Some estimates say the designation caused the timber industry to lose as many as 168,000 jobs and shuttered timber mills throughout the region. 

The timber industry has also sued the U.S. Bureau of Land Management in federal court over its withdrawal from some land covered by the 1936 O&C Act, which mandates swaths of land in Oregon must be managed as timber harvest land. 

Timber industry advocates sued the BLM saying the plan to withdraw some lands from protection did not go far enough. The lawsuit is pending. 

Greenwald said Fish and Wildlife’s proposal is not apocalyptic for the bird, since it only represents a small percentage of the over 9 million acres of critical habitat. 

“In a sense, it’s not a huge loss of protection,” Greenwald said. “But the bird is declining so it needs all the protection it can get.”

There are only about 2,200 breed pairs of Northern spotted owls throughout its range of Northern California, Oregon and Washington state, an estimated drop of 90% in population by some estimates. More conservative estimates for the decline peg the bird’s numbers at closer to 40%. 

The bird population continues to decline by about 7.4% per year. 

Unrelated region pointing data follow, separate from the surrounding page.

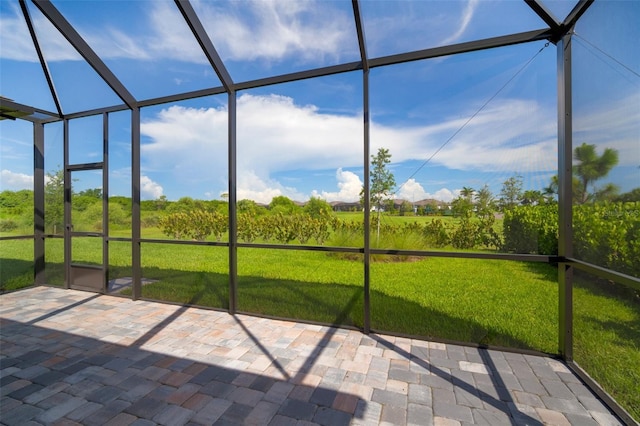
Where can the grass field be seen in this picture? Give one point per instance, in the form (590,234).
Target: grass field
(502,303)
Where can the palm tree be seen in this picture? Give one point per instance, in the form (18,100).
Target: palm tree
(590,168)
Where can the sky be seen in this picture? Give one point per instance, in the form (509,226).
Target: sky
(459,121)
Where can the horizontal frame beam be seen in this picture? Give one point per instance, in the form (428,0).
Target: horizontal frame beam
(471,46)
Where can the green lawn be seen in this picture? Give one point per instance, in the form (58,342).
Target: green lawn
(502,303)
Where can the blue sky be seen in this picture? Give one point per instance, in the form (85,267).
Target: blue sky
(304,138)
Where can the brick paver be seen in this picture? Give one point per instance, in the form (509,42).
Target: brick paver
(70,357)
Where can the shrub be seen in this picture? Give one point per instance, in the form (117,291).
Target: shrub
(8,225)
(531,229)
(435,233)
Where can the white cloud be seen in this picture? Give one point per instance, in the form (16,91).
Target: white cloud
(11,181)
(413,191)
(252,187)
(465,19)
(274,134)
(349,187)
(149,189)
(613,125)
(16,41)
(271,30)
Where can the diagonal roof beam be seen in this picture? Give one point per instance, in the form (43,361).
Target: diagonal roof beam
(357,15)
(205,43)
(67,30)
(576,13)
(43,62)
(544,14)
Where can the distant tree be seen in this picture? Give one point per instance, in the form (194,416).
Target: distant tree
(462,206)
(16,202)
(406,207)
(631,196)
(511,193)
(161,202)
(317,207)
(54,201)
(249,207)
(467,192)
(589,168)
(93,192)
(382,183)
(484,202)
(551,191)
(533,197)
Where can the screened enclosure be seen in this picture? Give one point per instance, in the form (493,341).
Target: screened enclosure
(461,171)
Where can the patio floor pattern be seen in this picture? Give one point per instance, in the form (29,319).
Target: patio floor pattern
(71,357)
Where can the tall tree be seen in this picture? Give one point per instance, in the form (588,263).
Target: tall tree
(382,182)
(54,201)
(590,168)
(511,193)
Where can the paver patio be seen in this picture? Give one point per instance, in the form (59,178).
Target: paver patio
(71,357)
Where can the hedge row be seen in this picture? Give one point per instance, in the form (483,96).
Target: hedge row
(605,234)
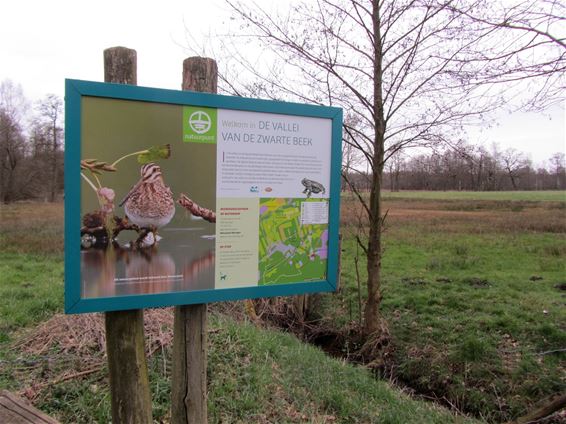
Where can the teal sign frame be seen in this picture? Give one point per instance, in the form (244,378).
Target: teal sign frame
(75,90)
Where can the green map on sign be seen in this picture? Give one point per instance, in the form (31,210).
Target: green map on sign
(288,251)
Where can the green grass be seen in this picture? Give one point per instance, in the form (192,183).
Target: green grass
(258,376)
(535,196)
(254,375)
(31,289)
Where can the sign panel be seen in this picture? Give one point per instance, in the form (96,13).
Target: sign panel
(174,197)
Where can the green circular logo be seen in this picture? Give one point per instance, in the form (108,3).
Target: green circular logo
(200,122)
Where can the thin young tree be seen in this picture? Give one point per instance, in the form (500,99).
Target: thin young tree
(408,73)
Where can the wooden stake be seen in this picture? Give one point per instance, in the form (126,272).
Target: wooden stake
(188,386)
(127,365)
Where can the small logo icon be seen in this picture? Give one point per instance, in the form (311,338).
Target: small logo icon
(200,122)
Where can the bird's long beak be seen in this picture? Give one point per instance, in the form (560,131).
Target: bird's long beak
(134,188)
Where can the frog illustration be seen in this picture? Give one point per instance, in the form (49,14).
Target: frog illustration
(312,187)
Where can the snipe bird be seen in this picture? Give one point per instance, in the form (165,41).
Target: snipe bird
(149,204)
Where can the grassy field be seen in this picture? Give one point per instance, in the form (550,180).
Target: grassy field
(255,375)
(473,292)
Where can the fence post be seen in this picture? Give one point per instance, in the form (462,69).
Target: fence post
(189,389)
(127,364)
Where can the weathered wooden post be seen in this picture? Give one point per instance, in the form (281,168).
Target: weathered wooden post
(189,389)
(127,365)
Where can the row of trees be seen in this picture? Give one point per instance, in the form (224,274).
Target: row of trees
(473,168)
(31,146)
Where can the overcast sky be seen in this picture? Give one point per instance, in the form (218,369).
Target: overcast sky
(42,43)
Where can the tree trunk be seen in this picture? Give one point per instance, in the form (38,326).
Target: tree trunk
(371,313)
(129,381)
(188,385)
(54,163)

Regardless, the bird’s population has declined and most scientists say the reduction of old-growth forests as a result of timber production combined with natural causes like fires are the main causes. 

However, others have insisted the spotted owl is declining because of competition from the barred owl, which is a better hunter and not as fastidious about its nesting locations. 

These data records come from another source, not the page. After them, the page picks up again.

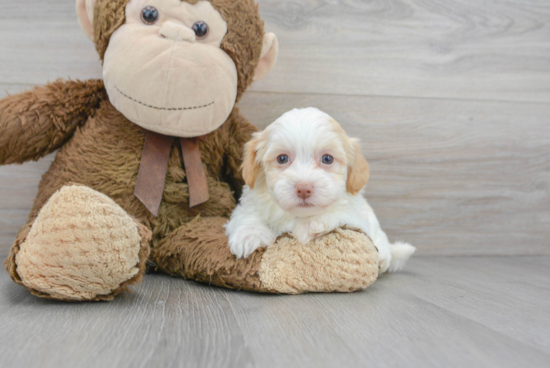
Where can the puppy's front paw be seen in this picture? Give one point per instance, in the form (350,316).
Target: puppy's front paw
(244,242)
(384,257)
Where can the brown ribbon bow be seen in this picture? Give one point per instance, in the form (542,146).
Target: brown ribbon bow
(154,166)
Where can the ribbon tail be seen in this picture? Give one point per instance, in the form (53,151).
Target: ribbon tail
(152,171)
(194,170)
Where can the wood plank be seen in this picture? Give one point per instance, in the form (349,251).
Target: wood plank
(451,312)
(452,177)
(493,49)
(490,49)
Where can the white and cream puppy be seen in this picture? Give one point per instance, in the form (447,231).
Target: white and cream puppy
(305,177)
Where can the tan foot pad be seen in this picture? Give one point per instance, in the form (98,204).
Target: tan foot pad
(81,246)
(342,261)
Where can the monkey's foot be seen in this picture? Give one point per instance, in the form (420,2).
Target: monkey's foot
(82,246)
(341,261)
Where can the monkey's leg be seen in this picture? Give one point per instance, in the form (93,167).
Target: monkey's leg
(81,246)
(342,261)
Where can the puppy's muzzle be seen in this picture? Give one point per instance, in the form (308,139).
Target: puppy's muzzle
(304,190)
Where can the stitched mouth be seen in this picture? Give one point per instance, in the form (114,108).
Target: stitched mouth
(163,108)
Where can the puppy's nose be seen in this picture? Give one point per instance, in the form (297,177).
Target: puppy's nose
(304,190)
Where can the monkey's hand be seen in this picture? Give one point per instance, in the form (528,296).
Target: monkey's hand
(36,123)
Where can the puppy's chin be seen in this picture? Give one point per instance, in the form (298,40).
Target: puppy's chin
(300,208)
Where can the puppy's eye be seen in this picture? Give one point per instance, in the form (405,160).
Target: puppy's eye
(327,159)
(283,159)
(149,15)
(201,30)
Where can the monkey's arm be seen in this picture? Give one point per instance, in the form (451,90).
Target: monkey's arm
(240,132)
(37,122)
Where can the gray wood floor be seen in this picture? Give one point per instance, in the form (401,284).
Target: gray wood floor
(452,102)
(440,312)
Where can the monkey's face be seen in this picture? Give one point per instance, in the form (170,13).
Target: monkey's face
(164,69)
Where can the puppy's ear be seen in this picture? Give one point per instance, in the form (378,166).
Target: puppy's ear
(358,170)
(251,166)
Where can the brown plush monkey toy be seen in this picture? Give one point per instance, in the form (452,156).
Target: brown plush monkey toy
(148,169)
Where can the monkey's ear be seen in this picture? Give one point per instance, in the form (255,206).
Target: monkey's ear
(85,13)
(268,58)
(251,165)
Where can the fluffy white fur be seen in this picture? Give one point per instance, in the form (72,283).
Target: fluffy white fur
(271,206)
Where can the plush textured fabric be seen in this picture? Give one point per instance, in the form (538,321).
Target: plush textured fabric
(187,99)
(243,41)
(81,246)
(100,150)
(37,122)
(342,261)
(198,251)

Some federal wildlife officials have proposed killing a segment of barred owls to keep the spotted owl population in balance. Such a move is criticized by some animal rights activists and has yet to be fully implemented. 

Greenwald said the barred owl is not the main contributing factor to the spotted owl’s decline. 

“The spotted owl was declining before the barred owl arrived on the scene,” he said. 

The northern spotted owl is a medium-sized bird, with a barred tail and spots on its head and chest. It mates infrequently and takes two years, long in the bird world, to reach maturity. The owls are mostly nocturnal but sometimes will hunt during the day if the opportunity presents.